With an export value of 33.7 billion U.S. dollars in crude oil to China alone in 2019, the Russian economy is heavily dependent on oil trade. However, due to the increase in the overall Russian climate, the oil industry is experiencing complications. As one of the primary sources of income for Russia’s economy, its government has made and will continue to make significant efforts to curb the effects of the complications and prevent future problems. The increase in climate temperature has damaged the infrastructure of the mines and plants responsible for oil production, creating a need for a redirection of funds and potentially dangerous environmental effects, thus, narrating a cautionary tale to other nations with similar carbon emissions rates.
For policymakers to understand the crucial economic role of oil, it is critical to note that in 2014 the Russian exchange rate changed to a floating exchange rate directly affected by the price of oil. Changes in the international economy and sanctions placed on Russia in response to the war with Ukraine had negative consequences on the economy in Russia. President Vladimir Putin has spent much of his fourth term as president focused on macroeconomic stability. Oil was a significant contributor to the proposed solutions.
Permafrost makes up the foundation of nearly 65% of the developed Russian land, land that experts consider so frozen that it is “permanently frozen” and largely considered as secure a foundation as a rock. However, the overall temperature in Russia has increased by 0.92 degrees Fahrenheit. This change has led to sections of permafrost melting, including sections of permafrost that oil mines and plants have been built on. Structure shifting in response to melted permafrost has created cracks and fissures in pipes and storage units used for crude oil production. Large spills create additional environmental complications and challenges to local populations, who are already experiencing difficulties due to the change in permafrost stability. For example, many apartment buildings in Yakutsk, Russia have reported significant cracks and other damages that have made the buildings unsafe and unfit to be inhabited.
Russia has often been criticized by international organizations and NGOs for the methods by which they calculate its carbon emissions. There has also been criticism and scrutiny over the dedication and effectiveness of policies enacted in Russia to reduce greenhouse gas emissions. With the economy heavily reliant on oil trade, there has been little incentive to thoroughly change the methods by which oil and industrial production are managed in the past. However, the threat to oil production, and therefore a staple in the Russian economy, has increased the incentive and immediacy of necessity to change the greenhouse gas emission rate. Since July of 2021, Russia has declared plans to decrease carbon emission by 36% by the year 2030, and an additional 12% by the year 2050. In the meantime, the government has a devoted interest in maintaining the functionality of the damaged oil plants. This will be carried out by the redirection of funds to repairing infrastructures of mines and plants responsible for oil production, along with funds used to address oil spills and subsequent environmental impacts of those spills.
Negative consequences on the Russian economy serve as a cautionary tale to other countries with high greenhouse gas emission rates. Russia ranked fourth of nations with the highest carbon emissions, proceeded only by China, the United States, and India.

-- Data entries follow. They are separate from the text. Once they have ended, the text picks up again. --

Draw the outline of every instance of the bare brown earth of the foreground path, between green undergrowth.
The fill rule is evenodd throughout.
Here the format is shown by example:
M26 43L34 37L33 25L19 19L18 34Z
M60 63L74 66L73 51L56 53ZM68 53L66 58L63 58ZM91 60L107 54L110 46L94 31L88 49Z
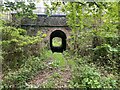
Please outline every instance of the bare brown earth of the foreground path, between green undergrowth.
M43 83L46 83L48 78L50 78L54 73L60 74L61 78L55 79L55 82L57 87L67 87L69 80L71 79L71 72L69 69L66 69L64 71L61 70L44 70L41 71L38 75L36 75L30 82L29 84L39 86ZM58 82L58 81L59 82Z

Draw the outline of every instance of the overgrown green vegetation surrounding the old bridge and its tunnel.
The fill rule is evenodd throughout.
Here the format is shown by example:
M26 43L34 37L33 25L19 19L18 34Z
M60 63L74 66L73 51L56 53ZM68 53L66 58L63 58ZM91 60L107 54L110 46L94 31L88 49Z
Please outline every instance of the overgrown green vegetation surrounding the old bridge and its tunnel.
M8 9L6 5L10 4L14 5ZM44 43L46 34L38 32L36 36L29 36L19 27L20 23L11 25L0 20L3 66L0 88L120 88L119 3L55 2L51 7L45 6L48 16L59 6L66 14L72 29L67 50L63 54L51 53ZM22 11L17 12L16 19L35 17L34 4L8 2L2 10L18 7ZM58 44L59 40L54 42ZM45 81L29 84L39 72L48 73Z

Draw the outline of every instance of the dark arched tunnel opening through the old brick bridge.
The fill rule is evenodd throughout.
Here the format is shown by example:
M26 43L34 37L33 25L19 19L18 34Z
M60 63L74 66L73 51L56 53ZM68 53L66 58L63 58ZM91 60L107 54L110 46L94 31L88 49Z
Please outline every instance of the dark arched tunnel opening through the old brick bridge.
M60 46L54 46L53 45L53 39L54 38L61 38L61 45ZM55 30L50 34L50 48L52 52L60 52L62 53L63 51L66 50L66 34L61 31L61 30Z

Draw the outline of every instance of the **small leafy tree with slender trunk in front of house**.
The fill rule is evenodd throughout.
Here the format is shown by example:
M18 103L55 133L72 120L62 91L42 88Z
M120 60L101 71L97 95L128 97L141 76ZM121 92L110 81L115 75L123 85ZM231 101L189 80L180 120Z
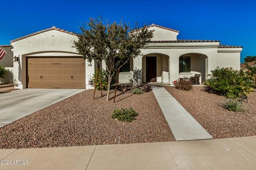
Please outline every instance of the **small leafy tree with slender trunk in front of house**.
M90 19L90 22L79 28L81 32L77 33L78 40L74 41L78 54L89 62L94 60L98 65L102 61L106 62L106 70L102 69L108 77L108 101L115 72L130 58L141 55L141 49L146 48L145 45L153 37L153 31L145 26L139 29L138 25L132 31L125 22L103 23L101 18Z

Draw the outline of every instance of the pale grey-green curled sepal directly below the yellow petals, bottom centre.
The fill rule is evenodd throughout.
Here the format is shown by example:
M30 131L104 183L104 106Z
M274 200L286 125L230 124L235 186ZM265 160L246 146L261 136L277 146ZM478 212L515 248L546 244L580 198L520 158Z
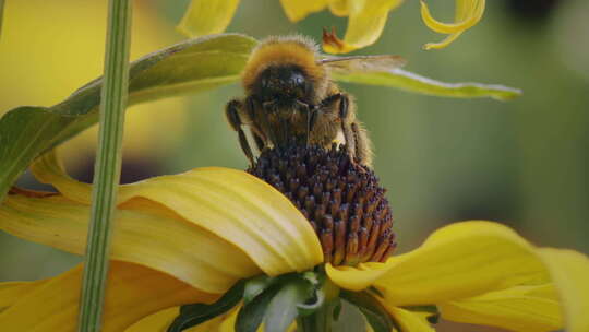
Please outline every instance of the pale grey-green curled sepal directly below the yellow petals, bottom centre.
M312 296L313 286L308 281L294 280L284 284L272 299L265 315L265 332L284 332L299 316L298 306Z

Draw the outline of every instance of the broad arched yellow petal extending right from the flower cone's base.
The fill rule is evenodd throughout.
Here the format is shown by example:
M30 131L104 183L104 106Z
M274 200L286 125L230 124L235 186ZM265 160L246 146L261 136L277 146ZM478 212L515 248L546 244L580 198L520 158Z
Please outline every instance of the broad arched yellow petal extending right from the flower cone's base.
M398 306L438 304L549 280L526 240L490 222L443 227L418 249L392 257L386 263L365 263L358 269L327 266L326 271L344 288L374 285L389 305Z

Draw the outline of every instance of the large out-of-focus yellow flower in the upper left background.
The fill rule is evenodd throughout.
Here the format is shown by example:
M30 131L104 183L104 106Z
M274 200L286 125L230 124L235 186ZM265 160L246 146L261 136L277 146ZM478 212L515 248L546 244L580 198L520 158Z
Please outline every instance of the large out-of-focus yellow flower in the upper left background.
M104 1L8 1L0 39L0 116L21 105L51 106L100 76L106 17ZM137 3L131 58L176 42L171 31L154 8ZM125 158L157 157L169 150L182 137L168 133L183 130L184 110L182 98L132 107L125 121ZM68 166L75 169L84 157L92 157L96 140L97 128L93 128L67 142Z

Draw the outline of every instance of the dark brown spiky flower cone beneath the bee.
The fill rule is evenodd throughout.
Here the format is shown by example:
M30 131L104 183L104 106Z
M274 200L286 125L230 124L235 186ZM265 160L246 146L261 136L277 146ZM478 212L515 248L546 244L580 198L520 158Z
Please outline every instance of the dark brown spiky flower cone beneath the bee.
M325 262L384 262L397 244L386 190L345 146L288 144L262 152L248 171L278 189L309 220Z

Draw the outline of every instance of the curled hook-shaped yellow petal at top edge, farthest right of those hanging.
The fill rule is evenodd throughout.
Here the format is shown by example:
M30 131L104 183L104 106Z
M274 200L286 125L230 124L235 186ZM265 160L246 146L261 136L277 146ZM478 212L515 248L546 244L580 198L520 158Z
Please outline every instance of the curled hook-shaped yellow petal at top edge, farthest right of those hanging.
M424 0L421 0L421 17L425 25L436 33L449 34L441 43L428 43L424 49L444 48L456 40L462 32L481 21L484 13L485 0L456 0L455 23L442 23L435 20Z

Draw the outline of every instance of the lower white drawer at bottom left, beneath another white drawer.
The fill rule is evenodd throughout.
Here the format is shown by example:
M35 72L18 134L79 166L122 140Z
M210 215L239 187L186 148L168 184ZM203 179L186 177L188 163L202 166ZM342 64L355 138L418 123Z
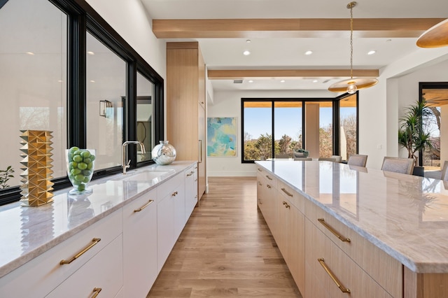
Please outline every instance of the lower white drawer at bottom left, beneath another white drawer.
M115 297L123 287L123 235L120 234L47 298Z

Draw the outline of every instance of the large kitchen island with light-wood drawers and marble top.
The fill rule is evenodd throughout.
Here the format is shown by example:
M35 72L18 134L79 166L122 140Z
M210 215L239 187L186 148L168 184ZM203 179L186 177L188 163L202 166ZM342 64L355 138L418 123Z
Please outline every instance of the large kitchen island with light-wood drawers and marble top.
M304 297L448 297L447 183L333 162L256 164L258 206L288 266L299 255L291 271ZM288 245L292 212L302 241Z

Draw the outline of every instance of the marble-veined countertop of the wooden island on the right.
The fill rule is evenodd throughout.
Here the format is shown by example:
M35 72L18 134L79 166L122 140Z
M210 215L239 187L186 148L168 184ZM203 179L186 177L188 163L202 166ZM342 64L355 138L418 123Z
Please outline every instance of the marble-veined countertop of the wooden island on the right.
M256 162L417 273L448 273L448 183L334 162Z

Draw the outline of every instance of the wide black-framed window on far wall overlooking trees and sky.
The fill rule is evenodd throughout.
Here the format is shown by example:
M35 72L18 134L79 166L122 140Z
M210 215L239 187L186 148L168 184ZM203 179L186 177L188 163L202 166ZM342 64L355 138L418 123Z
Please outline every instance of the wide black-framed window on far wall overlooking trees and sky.
M334 99L241 99L241 162L292 158L300 148L315 158L344 152L346 160L358 150L357 103L358 93Z

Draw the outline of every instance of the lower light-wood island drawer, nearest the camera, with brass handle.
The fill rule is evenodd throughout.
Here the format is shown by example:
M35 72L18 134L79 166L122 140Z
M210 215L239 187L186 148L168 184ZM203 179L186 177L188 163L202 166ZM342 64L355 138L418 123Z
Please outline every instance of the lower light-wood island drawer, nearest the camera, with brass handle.
M309 220L305 221L305 239L306 298L392 297ZM337 279L340 288L332 277ZM342 292L342 289L350 293Z

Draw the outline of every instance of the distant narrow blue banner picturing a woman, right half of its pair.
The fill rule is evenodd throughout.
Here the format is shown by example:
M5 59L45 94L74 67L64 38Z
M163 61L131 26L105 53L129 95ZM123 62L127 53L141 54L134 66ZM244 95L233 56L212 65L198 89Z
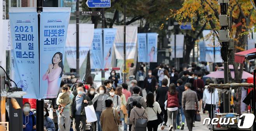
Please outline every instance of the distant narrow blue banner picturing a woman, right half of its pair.
M147 33L147 62L157 62L157 33Z

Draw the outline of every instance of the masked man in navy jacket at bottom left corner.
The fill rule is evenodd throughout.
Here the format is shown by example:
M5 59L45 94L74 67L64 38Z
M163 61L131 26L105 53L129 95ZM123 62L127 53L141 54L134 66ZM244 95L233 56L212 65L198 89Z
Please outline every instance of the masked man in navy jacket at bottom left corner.
M31 105L26 102L23 105L23 131L35 131L36 129L36 117L32 111L30 111Z

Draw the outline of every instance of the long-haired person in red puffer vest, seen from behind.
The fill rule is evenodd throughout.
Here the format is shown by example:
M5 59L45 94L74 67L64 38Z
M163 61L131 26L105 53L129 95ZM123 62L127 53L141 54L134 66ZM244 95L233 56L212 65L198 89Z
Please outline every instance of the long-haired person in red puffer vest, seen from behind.
M176 119L179 108L178 92L174 83L171 83L167 92L167 114L168 124L170 124L170 131L176 129Z

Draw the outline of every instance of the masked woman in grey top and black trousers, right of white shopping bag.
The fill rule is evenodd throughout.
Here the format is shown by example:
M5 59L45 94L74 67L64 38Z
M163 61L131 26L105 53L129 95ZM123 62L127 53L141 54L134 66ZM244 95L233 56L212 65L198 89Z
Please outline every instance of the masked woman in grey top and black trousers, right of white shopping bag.
M102 131L100 127L100 115L102 111L106 109L105 100L107 100L107 98L109 97L109 95L105 93L106 93L106 87L101 85L99 87L98 94L96 94L92 100L93 107L95 109L95 113L98 119L97 121L98 131Z

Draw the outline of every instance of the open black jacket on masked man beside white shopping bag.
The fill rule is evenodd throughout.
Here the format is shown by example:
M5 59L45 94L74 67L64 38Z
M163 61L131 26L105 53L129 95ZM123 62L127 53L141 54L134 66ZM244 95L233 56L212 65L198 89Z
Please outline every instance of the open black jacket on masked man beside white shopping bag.
M75 110L75 106L76 106L75 98L76 98L76 96L73 98L72 103L70 105L70 116L73 116L73 117L75 116L75 111L76 111ZM84 103L84 100L87 100L88 104ZM83 95L81 115L85 115L84 107L87 107L87 105L92 105L92 104L93 104L93 102L91 102L91 99L87 95Z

Based on data gathered for greenhouse gas emissions in 2019, Russia had contributed 4.71% of the world’s carbon emissions. The United States had contributed 13.43% of the world’s carbon emission, nearly three times the amount of carbon emission produced in Russia. While the U.S. has not had as dramatic an effect from their carbon emission and consequential environmental impacts, there is reason to evaluate future proceedings with this warning in mind.
Discussions on how to proceed with energy production are already an important topic of discussion by members of congress. Potential threats to the U.S. from climate change primarily target coastal cities, due to rising sea levels and increased storm intensity. However, changing energy source methods would require large amounts of funding and restructuring of the energy industry. Divisions in Congress and the U.S. population have prevented decisive action to be taken in pursuit of a solution. From events in Russia, it can be inferred that two categories of action may be taken. Either government funds can be addressed to changes in living conditions and other adverse reactions to climate change when those reactions impede economic production, or funds may be directed to establishing renewable energy sources with lower cost to the environment before production and living quality is threatened. Future proceedings can be expected to require significant funding with the proceeding of either course, but how those funds are directed and how much may differ between the two.